Mike and I loved Berlin. Some places I’ve traveled seem to have more tourists than actual residents. Berlin was not like that at all – aside from a couple of popular sites (Checkpoint Charlie & The Bradenburg Gate) we didn’t feel like tourists at all as the city buzzed with locals going about their day. The city is full of interesting contradictions: It’s a bright, spunky, modern city full of reminders of it’s painful past; and the graffiti covered streets are full of law-abiding, conscientious citizens (Maxi said that in Berlin, wallets never get stolen and are always returned when lost, and it’s safe to walk the streets no matter how late). We also loved the prices in Berlin. Despite being on the Euro, compared to most of Europe, we found Berlin to be quite affordable, with dining out somewhat on par to what we’d spend back home.
But let’s get to the food!
As a modern city, Berlin has every sort of ethnic restaurant imaginable – and therefore plenty of options for vegetarians. We walked past countless Falafel stands, Indian restaurants, and more. On one of our nights out, Maxi took us to a hip sushi place near Prenzlauer Berg, known for their battered and fried sushi rolls served warm. Mine were full of avocado and assorted veggies, of course, instead of fish.
Before dinner, we walked around the Prenzlauer Berg neighborhood, which is a gentrified area popular with families. We spotted the adorable vegetable playground (pictured above), and also popped into a Natural Foods Grocer, where I ogled this display of all vegetarian products. Have you ever seen so many different types of Veggie Brats in one place?
As for actual German food, it was hit or miss for me. At one restaurant we visited, the vegetarian options were all different variations of vegetables drenched in cheese – tasty, but not at all balanced.
On the other hand, the best meal of our entire 3-country trip was at a Volckswirtschaft, a German restaurant in the Friedrichshain neighborhood, recommended to me by Maxi. Friedrichshain, located just a couple U-bahn stops from city center, is a hip neighborhood populated by twenty-something young professionals. Dozens of eateries, bars, and t-shirt shops line the graffiti covered, yet safe streets.
Volckswirtschaft was a cozy, intimate cafe buzzing with couples and friends lingering over coffee or wine. Our server spoke excellent English and kindly translated the entire German menu for us, as no English menu was available (i.e. an off-the beaten path gem!). We also loved the wine he recommended. And to me, the food was simply unforgettable: Schnitzeled Tofu, pumpkin-potato mash, well-dressed braised red cabbage, and gooseberry cake for dessert. This dinner was so wonderful that even though it was a day early and unplanned, I officially declared this meal to be my Birthday Dinner of 2010.

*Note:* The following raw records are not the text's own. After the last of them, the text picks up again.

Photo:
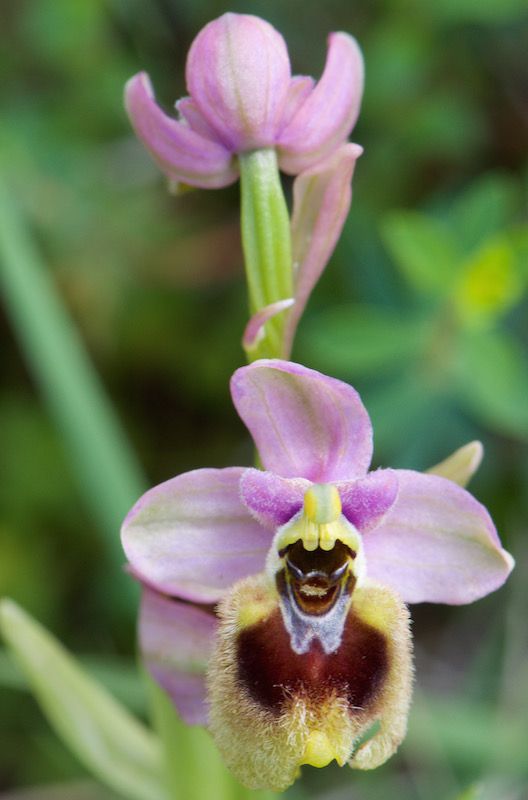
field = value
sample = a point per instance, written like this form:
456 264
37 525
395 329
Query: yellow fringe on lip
263 748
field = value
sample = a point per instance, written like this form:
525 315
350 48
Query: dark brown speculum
271 672
314 586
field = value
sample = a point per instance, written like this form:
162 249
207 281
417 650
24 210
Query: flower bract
243 97
274 604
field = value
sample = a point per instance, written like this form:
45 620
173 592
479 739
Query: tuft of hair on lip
268 704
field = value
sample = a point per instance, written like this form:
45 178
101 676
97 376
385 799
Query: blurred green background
423 308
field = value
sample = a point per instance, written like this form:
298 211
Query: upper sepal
304 424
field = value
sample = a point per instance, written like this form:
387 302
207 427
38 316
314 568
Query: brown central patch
272 672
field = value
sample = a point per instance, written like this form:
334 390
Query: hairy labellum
309 656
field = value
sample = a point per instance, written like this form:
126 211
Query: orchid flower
274 602
242 97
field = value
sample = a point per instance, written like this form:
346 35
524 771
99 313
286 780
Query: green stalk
266 242
107 469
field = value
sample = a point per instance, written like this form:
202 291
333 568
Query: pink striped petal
300 88
327 116
304 424
180 152
238 74
192 537
176 640
437 544
272 500
366 501
321 201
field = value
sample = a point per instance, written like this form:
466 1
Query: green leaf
111 743
361 340
103 460
492 374
490 283
485 209
61 791
423 249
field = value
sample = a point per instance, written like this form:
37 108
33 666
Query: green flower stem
266 242
107 469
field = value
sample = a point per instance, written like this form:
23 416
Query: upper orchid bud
238 74
242 98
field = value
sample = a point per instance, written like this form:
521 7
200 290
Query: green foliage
423 249
103 735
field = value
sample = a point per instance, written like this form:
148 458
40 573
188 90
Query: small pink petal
461 465
327 116
192 537
180 152
437 544
238 74
176 640
321 201
300 88
366 501
254 331
272 500
304 424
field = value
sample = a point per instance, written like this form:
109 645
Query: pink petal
327 116
300 88
180 152
366 501
192 537
176 640
461 465
437 544
304 424
188 111
238 73
272 500
321 201
254 331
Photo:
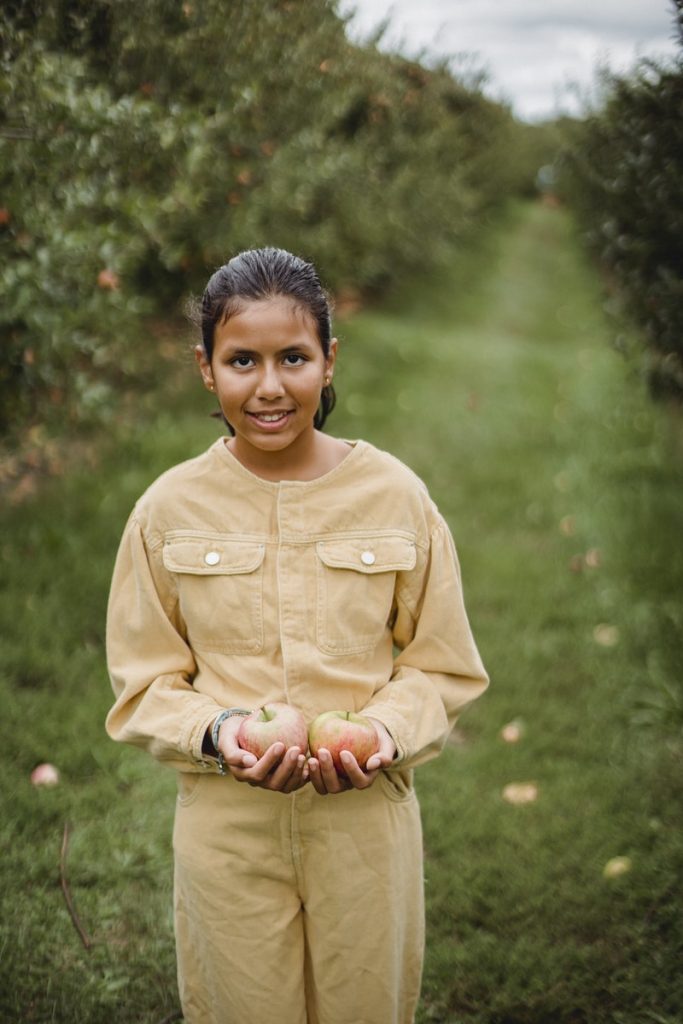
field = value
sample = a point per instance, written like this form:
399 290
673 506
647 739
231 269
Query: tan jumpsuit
337 593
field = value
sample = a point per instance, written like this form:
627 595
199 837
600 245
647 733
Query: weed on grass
553 852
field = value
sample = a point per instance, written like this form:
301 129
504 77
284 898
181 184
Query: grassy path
562 484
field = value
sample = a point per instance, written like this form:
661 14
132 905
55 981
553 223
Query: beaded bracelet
215 729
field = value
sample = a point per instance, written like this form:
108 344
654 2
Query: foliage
507 366
142 144
625 164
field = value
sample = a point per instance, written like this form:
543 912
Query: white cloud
532 49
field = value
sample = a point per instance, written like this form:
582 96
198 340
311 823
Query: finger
356 776
257 772
286 771
332 781
241 759
315 776
377 761
298 776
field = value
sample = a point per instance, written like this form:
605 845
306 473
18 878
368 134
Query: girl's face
268 370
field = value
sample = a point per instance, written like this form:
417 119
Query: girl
285 564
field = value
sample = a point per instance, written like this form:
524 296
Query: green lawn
501 386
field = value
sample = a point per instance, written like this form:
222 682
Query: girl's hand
280 770
324 774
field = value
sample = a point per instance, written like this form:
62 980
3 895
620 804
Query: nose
269 384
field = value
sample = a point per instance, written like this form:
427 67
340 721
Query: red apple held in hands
270 724
343 730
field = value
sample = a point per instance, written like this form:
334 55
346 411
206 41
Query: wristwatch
215 729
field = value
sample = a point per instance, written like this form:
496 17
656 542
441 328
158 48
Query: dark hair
265 273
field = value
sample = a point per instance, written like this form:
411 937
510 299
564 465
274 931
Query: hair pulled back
268 273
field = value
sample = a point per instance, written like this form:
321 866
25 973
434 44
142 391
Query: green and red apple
343 730
275 722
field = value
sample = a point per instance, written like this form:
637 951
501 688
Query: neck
309 457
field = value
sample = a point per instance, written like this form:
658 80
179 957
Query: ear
331 358
205 368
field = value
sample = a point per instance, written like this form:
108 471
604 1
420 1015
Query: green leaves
144 144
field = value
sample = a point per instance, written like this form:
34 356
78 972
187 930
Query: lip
284 418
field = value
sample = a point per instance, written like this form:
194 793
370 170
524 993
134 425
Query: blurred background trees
624 168
141 145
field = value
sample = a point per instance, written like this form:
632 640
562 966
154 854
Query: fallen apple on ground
270 724
343 730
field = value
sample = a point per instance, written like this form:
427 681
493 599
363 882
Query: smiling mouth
269 418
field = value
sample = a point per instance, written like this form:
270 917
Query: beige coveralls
230 590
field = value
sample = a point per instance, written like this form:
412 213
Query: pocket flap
216 555
369 554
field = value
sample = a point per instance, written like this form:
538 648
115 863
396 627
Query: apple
270 724
45 774
343 730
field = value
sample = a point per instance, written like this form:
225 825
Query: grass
561 481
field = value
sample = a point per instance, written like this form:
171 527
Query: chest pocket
356 579
220 590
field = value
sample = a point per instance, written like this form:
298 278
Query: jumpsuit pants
298 908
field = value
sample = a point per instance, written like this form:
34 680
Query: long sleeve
151 666
438 671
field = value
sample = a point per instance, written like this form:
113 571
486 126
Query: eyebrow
242 350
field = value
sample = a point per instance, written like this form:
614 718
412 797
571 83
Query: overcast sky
531 49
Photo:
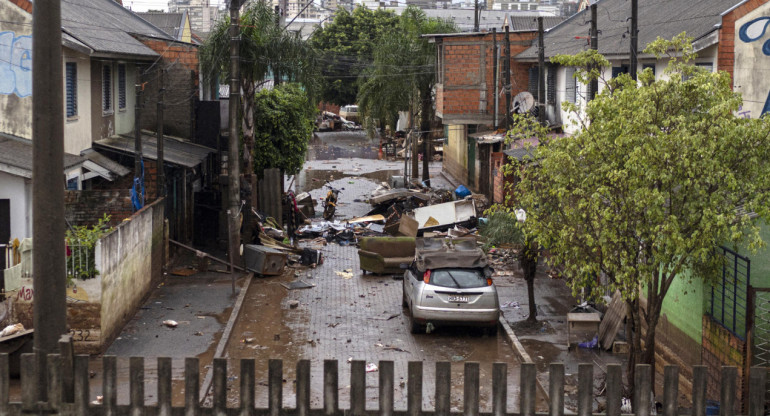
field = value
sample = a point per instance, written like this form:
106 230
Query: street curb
521 352
206 385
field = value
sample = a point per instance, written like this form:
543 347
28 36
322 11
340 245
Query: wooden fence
66 391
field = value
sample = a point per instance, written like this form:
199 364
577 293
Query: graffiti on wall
15 64
753 31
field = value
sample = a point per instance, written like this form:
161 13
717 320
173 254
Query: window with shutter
121 86
107 88
71 88
551 85
571 85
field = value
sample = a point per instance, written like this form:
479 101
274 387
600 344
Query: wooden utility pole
593 88
495 81
233 162
507 74
48 258
541 98
634 38
161 170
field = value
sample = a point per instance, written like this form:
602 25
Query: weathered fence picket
66 391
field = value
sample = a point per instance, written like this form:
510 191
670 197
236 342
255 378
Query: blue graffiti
752 32
15 64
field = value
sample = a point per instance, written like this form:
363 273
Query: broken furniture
583 325
263 260
385 255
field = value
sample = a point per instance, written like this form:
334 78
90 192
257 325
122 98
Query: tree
266 48
404 73
281 141
660 173
346 48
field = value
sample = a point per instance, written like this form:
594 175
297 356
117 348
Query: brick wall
87 207
181 83
722 348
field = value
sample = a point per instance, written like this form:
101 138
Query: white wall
19 191
77 130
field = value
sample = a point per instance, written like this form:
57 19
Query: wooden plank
528 386
358 387
757 386
248 372
386 388
471 389
136 380
585 389
82 385
191 386
164 386
303 388
642 380
614 385
414 388
670 390
612 321
331 387
728 392
109 385
556 389
699 376
443 388
275 387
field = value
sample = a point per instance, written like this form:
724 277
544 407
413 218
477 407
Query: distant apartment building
203 15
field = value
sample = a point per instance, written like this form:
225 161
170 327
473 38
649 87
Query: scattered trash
11 329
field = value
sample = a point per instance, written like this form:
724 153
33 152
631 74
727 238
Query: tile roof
106 27
664 18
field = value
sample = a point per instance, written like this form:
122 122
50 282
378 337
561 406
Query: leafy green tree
404 73
345 48
660 173
282 140
266 49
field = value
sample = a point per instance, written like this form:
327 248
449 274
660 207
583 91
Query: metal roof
106 27
16 157
175 151
664 18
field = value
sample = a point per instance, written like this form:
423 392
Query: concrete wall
16 68
77 129
19 191
751 77
129 262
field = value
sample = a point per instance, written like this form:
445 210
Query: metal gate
760 332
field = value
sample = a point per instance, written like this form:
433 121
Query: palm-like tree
266 48
403 73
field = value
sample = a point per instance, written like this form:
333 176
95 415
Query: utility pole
634 38
161 157
48 258
233 163
541 98
495 81
593 88
138 132
507 74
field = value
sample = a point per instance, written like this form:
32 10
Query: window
107 88
71 88
121 86
571 85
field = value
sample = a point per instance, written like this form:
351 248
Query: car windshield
457 278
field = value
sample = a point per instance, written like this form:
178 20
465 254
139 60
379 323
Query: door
5 228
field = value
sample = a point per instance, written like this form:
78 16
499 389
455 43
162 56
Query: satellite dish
523 102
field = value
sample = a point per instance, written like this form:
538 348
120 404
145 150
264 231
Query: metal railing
67 390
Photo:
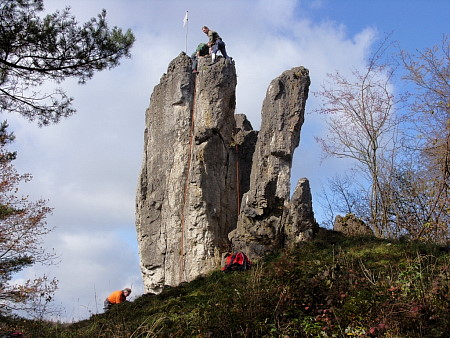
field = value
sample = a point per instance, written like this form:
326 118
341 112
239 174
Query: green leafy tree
35 50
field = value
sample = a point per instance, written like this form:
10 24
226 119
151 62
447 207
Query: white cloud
88 165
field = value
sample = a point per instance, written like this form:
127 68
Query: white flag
185 19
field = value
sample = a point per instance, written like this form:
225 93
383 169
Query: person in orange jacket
116 297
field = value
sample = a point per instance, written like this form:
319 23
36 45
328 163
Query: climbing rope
186 185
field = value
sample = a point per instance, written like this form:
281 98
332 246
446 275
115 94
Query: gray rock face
209 183
186 198
298 217
260 229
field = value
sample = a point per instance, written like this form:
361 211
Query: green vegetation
331 287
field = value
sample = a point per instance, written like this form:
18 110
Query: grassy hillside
331 287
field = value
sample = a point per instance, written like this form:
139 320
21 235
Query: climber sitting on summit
215 43
201 51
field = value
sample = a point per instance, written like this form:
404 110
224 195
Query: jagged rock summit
209 183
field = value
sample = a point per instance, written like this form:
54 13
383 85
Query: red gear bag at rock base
237 262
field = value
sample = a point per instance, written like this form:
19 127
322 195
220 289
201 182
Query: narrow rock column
259 229
186 196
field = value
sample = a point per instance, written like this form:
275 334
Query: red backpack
236 262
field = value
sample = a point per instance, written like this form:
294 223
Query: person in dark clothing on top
215 43
201 51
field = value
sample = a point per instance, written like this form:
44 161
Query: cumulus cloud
88 165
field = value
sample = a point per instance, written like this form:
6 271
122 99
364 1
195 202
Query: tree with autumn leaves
36 50
399 143
22 228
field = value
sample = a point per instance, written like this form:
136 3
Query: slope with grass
330 287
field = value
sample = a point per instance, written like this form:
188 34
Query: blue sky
88 165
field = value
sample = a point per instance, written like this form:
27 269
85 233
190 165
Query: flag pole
186 23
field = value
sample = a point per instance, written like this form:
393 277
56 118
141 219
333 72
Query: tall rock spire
261 228
209 183
186 197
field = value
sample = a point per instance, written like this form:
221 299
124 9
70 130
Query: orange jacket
116 297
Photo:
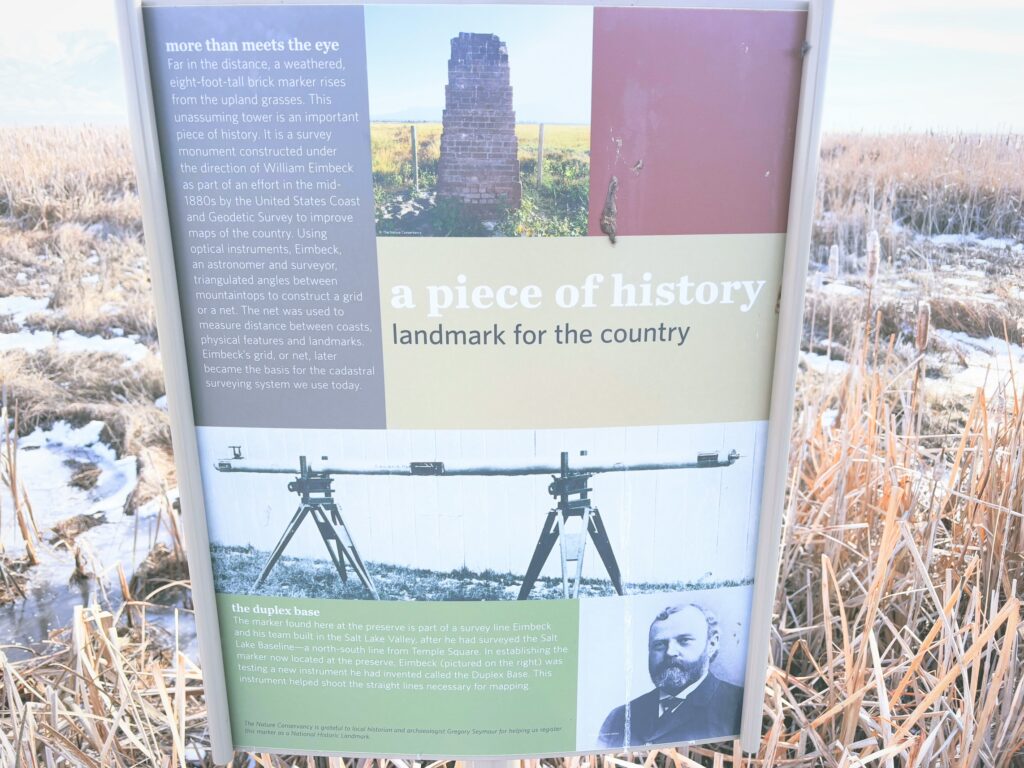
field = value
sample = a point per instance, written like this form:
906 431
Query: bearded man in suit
688 702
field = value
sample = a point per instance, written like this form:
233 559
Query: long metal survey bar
569 487
440 469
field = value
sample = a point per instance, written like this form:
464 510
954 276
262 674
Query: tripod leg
347 550
581 547
328 535
293 525
548 536
600 536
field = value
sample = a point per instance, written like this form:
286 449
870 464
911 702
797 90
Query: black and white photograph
481 514
683 681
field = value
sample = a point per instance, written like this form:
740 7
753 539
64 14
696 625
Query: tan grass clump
44 182
931 183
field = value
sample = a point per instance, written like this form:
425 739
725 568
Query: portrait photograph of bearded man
688 702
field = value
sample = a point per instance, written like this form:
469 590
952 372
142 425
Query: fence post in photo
416 160
540 156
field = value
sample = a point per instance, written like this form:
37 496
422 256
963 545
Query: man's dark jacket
712 710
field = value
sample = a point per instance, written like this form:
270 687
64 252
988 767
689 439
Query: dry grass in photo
897 638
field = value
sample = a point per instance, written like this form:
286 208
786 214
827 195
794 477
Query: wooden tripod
572 494
316 501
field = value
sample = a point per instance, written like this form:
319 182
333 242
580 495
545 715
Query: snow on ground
822 365
72 342
46 461
976 241
19 307
841 289
69 342
989 361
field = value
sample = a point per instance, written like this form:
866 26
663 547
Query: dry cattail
834 261
924 323
873 253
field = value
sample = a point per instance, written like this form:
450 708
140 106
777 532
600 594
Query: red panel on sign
694 114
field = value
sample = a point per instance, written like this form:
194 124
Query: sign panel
479 326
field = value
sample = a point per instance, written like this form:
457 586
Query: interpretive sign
479 325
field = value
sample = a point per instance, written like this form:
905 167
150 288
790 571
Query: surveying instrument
315 500
570 522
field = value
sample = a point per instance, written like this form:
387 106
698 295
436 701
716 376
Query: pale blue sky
918 65
550 50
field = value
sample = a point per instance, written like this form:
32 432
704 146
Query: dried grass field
897 640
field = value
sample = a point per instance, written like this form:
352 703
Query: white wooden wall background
666 526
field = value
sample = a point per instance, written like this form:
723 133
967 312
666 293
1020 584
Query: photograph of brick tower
479 164
473 132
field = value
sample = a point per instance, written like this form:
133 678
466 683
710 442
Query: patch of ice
19 307
993 244
823 365
841 289
28 341
62 434
73 342
989 360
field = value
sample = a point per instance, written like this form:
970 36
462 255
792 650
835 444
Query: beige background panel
722 373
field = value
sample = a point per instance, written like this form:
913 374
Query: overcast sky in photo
896 65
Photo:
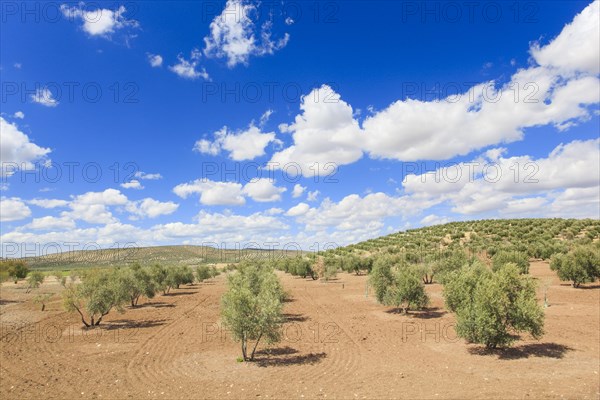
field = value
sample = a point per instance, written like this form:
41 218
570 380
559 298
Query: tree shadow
429 313
548 350
134 324
283 356
178 293
5 302
592 286
294 317
159 304
396 310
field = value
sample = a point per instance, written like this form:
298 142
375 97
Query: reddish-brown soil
337 343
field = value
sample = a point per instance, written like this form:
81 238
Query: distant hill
540 238
185 254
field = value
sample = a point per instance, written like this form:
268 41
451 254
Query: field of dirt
338 343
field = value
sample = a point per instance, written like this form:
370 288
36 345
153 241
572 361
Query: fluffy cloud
145 176
155 60
17 148
212 193
298 210
325 135
189 69
44 97
13 209
241 145
92 207
576 48
100 22
493 182
560 89
263 190
49 203
133 184
151 208
312 196
356 212
230 193
235 36
298 190
49 223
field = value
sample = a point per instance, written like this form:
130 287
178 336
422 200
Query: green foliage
62 279
99 293
160 275
580 265
179 275
203 273
460 285
381 277
214 272
14 269
503 257
493 307
136 281
406 291
42 299
34 280
252 306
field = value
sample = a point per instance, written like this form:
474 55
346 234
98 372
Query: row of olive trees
491 305
252 306
580 265
13 269
104 290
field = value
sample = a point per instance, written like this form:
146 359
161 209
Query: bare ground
337 343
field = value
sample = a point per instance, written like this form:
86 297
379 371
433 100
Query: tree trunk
255 346
82 317
244 347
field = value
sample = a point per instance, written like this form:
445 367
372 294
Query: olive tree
160 275
580 265
97 294
203 273
136 281
42 299
406 291
252 307
34 280
503 257
16 269
492 308
381 276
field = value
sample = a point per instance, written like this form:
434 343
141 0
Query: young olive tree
42 299
34 280
15 269
203 273
252 307
492 308
580 265
519 258
406 291
99 293
381 276
136 281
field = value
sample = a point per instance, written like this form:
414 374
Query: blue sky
173 123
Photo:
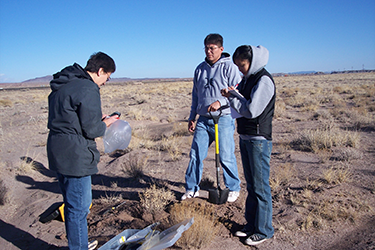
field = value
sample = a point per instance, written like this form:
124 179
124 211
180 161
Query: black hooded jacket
74 121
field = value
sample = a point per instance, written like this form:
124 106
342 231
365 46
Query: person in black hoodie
74 121
256 106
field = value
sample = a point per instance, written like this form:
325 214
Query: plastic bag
117 136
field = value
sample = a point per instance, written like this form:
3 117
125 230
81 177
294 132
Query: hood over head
68 74
259 60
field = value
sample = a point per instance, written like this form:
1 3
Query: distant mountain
39 79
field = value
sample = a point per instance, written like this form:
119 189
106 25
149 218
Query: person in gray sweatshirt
216 72
256 106
74 121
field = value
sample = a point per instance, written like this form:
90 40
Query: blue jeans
204 135
256 155
77 198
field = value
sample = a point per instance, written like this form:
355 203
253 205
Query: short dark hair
214 39
100 60
243 52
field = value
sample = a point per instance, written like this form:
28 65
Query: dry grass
6 103
204 228
281 175
134 167
154 199
325 138
110 199
3 193
337 175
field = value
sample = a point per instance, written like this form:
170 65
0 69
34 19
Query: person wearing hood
217 71
74 121
255 130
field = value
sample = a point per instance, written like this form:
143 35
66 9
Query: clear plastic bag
117 136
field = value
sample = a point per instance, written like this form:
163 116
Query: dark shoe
255 239
243 233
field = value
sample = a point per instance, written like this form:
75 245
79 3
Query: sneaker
93 244
189 194
255 239
233 195
243 233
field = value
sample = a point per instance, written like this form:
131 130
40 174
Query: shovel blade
218 196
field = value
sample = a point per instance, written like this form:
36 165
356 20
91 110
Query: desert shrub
280 108
27 165
172 145
347 154
3 193
6 103
281 175
337 175
134 167
154 199
204 228
110 198
325 138
180 129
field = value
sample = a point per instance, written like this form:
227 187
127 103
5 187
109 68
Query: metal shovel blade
218 195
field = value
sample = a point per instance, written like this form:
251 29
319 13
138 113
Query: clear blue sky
164 38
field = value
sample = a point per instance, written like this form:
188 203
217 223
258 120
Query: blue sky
164 38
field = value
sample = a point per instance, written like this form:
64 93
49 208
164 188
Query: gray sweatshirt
262 92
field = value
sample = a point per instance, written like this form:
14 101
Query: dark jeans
77 198
256 155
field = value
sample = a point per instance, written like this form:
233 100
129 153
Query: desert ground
322 168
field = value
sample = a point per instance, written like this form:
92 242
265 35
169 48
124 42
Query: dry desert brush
154 199
205 225
3 193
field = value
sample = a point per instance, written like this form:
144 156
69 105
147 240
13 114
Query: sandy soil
309 212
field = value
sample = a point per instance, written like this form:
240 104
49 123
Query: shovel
218 195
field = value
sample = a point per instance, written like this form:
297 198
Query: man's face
243 65
102 77
213 52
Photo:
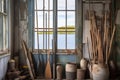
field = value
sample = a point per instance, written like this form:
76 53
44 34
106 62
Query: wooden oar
48 73
28 61
111 40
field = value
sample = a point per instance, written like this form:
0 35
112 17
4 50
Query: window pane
61 19
61 41
61 4
40 35
40 19
48 4
1 32
71 40
71 4
39 4
71 19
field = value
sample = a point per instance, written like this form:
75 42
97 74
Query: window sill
60 51
4 53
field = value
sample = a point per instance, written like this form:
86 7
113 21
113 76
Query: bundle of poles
101 38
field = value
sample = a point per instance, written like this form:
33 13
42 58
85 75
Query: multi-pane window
3 25
44 24
66 24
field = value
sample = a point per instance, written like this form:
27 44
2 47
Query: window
66 24
3 25
43 26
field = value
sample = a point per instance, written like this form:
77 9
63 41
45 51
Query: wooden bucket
59 70
80 74
83 63
100 72
11 65
71 69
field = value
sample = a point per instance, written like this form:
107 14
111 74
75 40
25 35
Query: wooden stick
27 60
111 40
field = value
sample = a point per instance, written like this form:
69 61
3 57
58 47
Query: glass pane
71 40
39 4
71 19
48 4
39 18
1 32
61 19
61 4
51 19
40 35
61 41
71 4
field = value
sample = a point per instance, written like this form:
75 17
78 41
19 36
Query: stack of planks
101 38
29 60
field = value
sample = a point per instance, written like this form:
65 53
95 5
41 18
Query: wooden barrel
100 72
11 65
80 74
59 70
71 69
83 63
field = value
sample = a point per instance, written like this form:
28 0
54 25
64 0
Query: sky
61 14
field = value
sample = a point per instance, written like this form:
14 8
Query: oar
48 73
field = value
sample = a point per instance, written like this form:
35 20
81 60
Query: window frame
4 13
71 51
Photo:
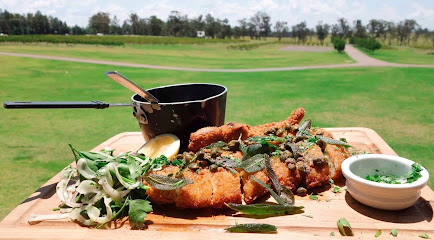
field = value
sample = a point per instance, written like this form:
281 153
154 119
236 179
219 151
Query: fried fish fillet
207 135
295 118
211 189
317 168
232 131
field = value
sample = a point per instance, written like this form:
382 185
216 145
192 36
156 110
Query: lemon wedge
164 144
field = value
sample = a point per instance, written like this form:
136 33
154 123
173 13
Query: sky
292 11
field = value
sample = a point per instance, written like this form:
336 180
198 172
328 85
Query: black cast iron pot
182 109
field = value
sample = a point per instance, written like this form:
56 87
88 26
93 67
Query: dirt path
362 60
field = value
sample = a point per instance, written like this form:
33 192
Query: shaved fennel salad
103 187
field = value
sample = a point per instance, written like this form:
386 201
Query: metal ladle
121 79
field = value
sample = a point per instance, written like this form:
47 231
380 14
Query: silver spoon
132 86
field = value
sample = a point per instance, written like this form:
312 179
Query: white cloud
419 11
291 11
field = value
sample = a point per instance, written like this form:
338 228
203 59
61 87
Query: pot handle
22 105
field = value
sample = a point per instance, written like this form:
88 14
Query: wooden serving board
317 222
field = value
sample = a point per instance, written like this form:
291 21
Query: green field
194 55
403 55
395 102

After this wonderful dinner, we met up with Maxi again and she took us to a couple of very hip bars in Freidrichshain, including one who’s decor was supposedly inspired by lungs (pictured below), and another bar with couches and old-fashioned Nintendo systems which we played. Thankfully this tired Mike out enough that I didn’t get dragged to any of Berlin’s world-famous techno dance clubs: Not my scene!
The next day, our last day in Berlin, Mike and I spent some time wandering around the Tiergarten, Berlin’s equivalent of NYC’s Central Park. We grabbed a leisurely lunch at the beautiful Cafe Am Neuen See in the park, known for it’s Biergarten. While I wasn’t impressed with the service (we were completely ignored for about 30 minutes, before we moved to an indoor table to get some attention), the setting was absolutely stunning – so peaceful and relaxing. I was also very pleased with the salad of greens, fingerling potatoes, and a lemony-yogurt dressing that was filling and lovely.